ARROW: An Adaptive Rollout and Routing Method for Global Weather Forecasting
Abstract
Weather forecasting is a fundamental task in spatiotemporal data analysis, with broad applications across a wide range of domains. Existing data-driven forecasting methods typically model atmospheric dynamics over a fixed short time interval, e.g., 6 hours, and rely on naive autoregression-based rollout for long-term forecastsing, e.g., 5 days. However, this paradigm suffers from two key limitations: (1) it often inadequately models the spatial and multi-scale temporal dependencies inherent in global weather systems, and (2) the rollout strategy struggles to balance error accumulation with the capture of fine-grained atmospheric variations. In this study, we propose ARROW, an Adaptive-Rollout Multi-scale temporal Routing method for Global Weather Forecasting.
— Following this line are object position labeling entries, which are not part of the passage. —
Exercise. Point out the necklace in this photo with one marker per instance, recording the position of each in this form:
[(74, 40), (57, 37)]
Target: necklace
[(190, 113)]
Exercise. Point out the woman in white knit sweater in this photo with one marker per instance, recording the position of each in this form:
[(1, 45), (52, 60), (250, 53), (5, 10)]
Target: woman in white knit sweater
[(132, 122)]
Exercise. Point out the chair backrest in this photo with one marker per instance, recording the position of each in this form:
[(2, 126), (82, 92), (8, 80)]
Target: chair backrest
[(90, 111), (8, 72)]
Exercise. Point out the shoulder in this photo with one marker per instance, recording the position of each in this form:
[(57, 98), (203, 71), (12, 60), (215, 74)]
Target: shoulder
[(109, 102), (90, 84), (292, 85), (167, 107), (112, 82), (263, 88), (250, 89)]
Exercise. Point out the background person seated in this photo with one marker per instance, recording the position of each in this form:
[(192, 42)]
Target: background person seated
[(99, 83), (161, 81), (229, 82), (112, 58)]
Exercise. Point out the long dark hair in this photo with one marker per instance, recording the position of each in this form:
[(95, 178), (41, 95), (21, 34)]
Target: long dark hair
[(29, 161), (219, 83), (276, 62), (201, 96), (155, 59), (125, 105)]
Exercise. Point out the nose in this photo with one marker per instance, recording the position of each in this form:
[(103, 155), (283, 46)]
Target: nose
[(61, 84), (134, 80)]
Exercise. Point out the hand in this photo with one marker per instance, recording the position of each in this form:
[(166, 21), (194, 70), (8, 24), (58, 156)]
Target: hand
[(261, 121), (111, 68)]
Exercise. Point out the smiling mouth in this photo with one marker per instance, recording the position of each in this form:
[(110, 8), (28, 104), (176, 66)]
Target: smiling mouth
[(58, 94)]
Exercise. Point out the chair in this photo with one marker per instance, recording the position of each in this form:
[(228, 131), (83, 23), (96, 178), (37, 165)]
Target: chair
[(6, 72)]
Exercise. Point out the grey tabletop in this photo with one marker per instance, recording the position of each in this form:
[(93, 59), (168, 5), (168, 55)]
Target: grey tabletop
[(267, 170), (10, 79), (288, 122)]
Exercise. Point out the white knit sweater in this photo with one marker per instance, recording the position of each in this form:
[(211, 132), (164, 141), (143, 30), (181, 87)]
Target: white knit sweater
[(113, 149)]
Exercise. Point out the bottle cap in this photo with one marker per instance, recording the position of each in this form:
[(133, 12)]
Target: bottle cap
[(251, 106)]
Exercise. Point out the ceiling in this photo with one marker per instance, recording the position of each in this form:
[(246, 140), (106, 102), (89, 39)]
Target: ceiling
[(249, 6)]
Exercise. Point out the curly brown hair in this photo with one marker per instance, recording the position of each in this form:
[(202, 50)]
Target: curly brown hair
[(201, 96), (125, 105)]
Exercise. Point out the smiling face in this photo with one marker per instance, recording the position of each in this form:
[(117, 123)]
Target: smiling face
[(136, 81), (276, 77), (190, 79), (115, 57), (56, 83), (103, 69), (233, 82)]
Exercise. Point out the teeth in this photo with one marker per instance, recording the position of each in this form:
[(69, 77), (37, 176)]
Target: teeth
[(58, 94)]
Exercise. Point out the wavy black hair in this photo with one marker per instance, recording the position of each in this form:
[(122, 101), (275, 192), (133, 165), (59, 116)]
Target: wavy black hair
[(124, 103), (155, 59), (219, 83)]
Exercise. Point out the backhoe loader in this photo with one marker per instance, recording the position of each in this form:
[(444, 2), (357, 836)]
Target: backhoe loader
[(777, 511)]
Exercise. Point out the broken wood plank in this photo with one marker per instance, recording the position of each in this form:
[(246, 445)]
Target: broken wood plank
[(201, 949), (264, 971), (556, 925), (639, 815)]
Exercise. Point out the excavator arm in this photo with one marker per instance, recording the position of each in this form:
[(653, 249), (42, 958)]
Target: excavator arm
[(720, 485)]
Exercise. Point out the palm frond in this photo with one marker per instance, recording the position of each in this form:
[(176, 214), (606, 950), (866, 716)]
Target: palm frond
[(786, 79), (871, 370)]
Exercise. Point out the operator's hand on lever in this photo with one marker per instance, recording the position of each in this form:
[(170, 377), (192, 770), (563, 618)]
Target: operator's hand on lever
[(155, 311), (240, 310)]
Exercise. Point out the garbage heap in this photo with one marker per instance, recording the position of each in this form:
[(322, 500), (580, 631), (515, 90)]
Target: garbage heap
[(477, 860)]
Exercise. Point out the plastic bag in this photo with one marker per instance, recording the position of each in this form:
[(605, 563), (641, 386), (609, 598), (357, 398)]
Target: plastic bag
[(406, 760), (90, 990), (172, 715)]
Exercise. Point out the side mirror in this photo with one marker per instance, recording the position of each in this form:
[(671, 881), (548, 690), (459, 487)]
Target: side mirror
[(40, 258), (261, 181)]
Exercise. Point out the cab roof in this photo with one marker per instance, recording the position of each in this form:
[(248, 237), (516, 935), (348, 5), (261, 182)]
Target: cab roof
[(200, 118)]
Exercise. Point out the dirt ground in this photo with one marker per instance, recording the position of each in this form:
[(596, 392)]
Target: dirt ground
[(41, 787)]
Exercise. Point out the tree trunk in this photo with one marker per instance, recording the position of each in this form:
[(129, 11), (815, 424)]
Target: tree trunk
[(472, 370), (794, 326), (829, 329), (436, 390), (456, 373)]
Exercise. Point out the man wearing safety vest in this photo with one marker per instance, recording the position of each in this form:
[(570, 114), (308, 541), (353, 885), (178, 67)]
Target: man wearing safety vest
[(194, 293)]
To contend with the first limitation, we construct a multi-interval forecasting model that forecasts weather across different time intervals. Within the model, the Shared-Private Mixture-of-Experts captures both shared patterns and specific characteristics of atmospheric dynamics across different time scales, while Ring Positional Encoding accurately encodes the circular latitude structure of the Earth when representing spatial information. For the second limitation, we develop an adaptive rollout scheduler based on reinforcement learning, which selects the most suitable time interval to forecast according to the current weather state. Experimental results demonstrate that ARROW achieves state-of-the-art performance in global weather forecasting, establishing a promising paradigm in this field.